TMK'da ise iki kişinin veya daha fazla kişinin birleşmesi ile terör örgütünün var sayılacağı kabul edilmiştir. Tasarıda benzeri bir çok farklılık yaratan madde olduğu anlaşılmaktadır.
Bu değişiklikler sadece 1. madde hakkındaki endişelerdir. Hükümet edenler, TMK'da yapılmak istenen değişiklikleri önümüzdeki günlerde yeniden gündeme getireceklerdir.
"Küresel Terör ve Uluslararası İşbirliği" sempozyumu bunu çağrıştırmaktadır. Bu sempozyumda teröre karşı uluslararası işbirliği konusunda bilinmeyenlerin konuşulmadığı, aksine bilinen gerçeklerin tekrarlandığı anlaşılıyor.
Türkiye'de "uluslararası işbirliği" adına terörle mücadele konusunda elde bulunan Terörle Mücadele Kanunu "geriye dönülerek" ve eski düzenlemeleri geri getirmek biçiminde düzenlenirse, yeni Türk Ceza Kanunundaki hükümlerde çok kısa sürede geçerliliğini yitirir.

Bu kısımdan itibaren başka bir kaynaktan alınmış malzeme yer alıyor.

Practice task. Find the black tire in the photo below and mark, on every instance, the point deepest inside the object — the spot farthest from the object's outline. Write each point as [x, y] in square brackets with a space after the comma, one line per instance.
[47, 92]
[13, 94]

Oysa önümüzdeki günlerde gündeme getirileceğine dair işaretler bulunan Terörle Mücadele Kanunu tasarısının gün ışığına çıkarılarak tartışmaya açılmasında yarar vardır. Nasıl bir tasarı ile karşı karşıya kalacağız görmek ve bilmek kamuoyunun hakkıdır. (Fİ/BA)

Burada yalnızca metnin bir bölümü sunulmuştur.